By then, the blood is out and the body of my own consciousness, the one that shelters my pretty face and my ugly face, has passed out. When I wake up, the face is the ugly one, the one that is so alone and the one that craves darkness and eats his own pillows, and slobbers instead of kiss.

“That is the ultimate dichotomy of myself, and by consequence, and by the nature of me seeing it aloud here in real life, all the men, and the women, and those in between and beyond, that I am both ugly and pretty. I am bound, bound by my own brain, blended, bastardized, battered, beatified. So I say, to my own reflection, though it will not say it back: I am pretty in my own way just like you are ugly in yours!”

The pretty face doesn’t answer which I don’t expect, so I wait in the toilet seat for any signs of fiber dominant effects, but also for the blood spilling. But when I wake up, barely conscious, I speak like a man who has learned to love, even though I haven’t, and has learned to be beautiful, but I am just merely pretty, like in a scale between 1–100, I would be 51 with a few extra points for knowing how to clean my smooth rhomboid ass with a yellow bar of soap.

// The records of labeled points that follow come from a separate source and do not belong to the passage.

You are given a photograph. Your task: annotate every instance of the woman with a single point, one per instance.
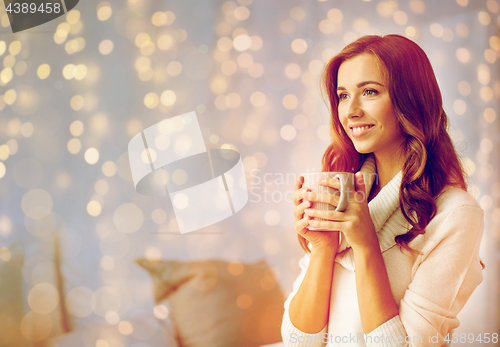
(409, 256)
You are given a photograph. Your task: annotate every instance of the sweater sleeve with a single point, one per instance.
(290, 334)
(444, 277)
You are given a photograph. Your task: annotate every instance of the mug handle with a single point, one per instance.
(344, 192)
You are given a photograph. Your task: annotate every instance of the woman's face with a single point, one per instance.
(365, 108)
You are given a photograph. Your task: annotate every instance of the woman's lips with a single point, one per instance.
(360, 133)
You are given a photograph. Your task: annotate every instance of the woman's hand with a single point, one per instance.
(355, 222)
(318, 239)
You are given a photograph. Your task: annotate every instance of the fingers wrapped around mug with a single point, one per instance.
(329, 198)
(333, 220)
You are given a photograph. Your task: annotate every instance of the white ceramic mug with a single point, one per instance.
(346, 185)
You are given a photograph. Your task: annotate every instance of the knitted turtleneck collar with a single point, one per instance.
(384, 211)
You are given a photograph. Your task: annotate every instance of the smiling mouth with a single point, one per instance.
(358, 129)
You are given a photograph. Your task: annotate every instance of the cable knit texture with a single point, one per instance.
(429, 289)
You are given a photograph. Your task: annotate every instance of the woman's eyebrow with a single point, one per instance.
(361, 84)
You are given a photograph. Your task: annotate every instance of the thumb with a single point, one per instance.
(360, 182)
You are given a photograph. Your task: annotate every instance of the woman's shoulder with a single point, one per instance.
(458, 216)
(452, 197)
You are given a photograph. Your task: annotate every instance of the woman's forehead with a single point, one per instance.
(360, 68)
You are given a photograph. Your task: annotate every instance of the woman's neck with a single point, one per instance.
(387, 167)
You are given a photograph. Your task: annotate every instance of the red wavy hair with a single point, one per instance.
(431, 162)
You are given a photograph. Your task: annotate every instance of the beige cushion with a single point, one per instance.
(218, 303)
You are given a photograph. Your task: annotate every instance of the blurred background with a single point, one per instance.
(74, 91)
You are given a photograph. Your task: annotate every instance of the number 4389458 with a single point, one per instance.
(25, 7)
(472, 338)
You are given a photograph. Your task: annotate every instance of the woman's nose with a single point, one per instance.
(354, 109)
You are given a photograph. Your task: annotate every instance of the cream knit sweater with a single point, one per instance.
(429, 289)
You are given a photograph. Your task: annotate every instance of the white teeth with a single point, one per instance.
(355, 130)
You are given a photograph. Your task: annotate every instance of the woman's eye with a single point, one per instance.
(370, 92)
(342, 96)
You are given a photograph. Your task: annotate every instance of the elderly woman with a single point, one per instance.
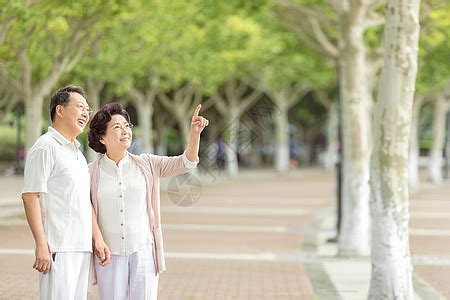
(127, 233)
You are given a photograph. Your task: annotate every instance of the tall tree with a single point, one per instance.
(316, 25)
(391, 262)
(44, 41)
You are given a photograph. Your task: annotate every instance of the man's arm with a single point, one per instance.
(43, 261)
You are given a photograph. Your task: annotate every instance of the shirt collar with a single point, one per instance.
(111, 163)
(60, 138)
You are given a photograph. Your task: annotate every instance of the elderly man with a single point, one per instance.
(56, 199)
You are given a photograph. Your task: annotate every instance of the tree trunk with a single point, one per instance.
(281, 158)
(162, 146)
(413, 161)
(94, 88)
(391, 262)
(354, 235)
(145, 115)
(232, 141)
(33, 117)
(331, 154)
(435, 164)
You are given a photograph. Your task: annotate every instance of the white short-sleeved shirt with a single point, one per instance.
(57, 170)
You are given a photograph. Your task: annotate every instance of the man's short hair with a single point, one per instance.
(62, 97)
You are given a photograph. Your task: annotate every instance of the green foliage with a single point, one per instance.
(434, 70)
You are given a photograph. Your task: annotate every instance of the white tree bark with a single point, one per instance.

In that stupor of genius thought, the pretty face finally speaks to the ugly face through the mirror, and there they both smile, one prettily and one uglily, at the other.

“You are indeed a worthy ugliness for which to live by,” I say in the pretty words. “Because no matter how much I try, even I feel ugly sometimes, and it is my zits, my fat, my flaky skin, y nose hairs that I am not a pale imitation of God, the weak permutation that He discarded in a jealous centennial rage, but something more akin to an experiment of billions. So easily forgotten, but so impregnated with meaning and solidarity. That I have given myself thanks to you!”

The ugly face cries too and looks horrid when doing so, but I am so touched by my own words that I hug the mirror tightly and cut my body in both spheres of existence. We talk of our feelings and light our hearts with warmth and compassion, like all humans should do, first with themselves proper, and then with anyone else.

“I know who you are and I still love you,” the ugly face says, and so it is, that I finally am okay with myself. And as for what everyone else will think, I will have to wait for another day…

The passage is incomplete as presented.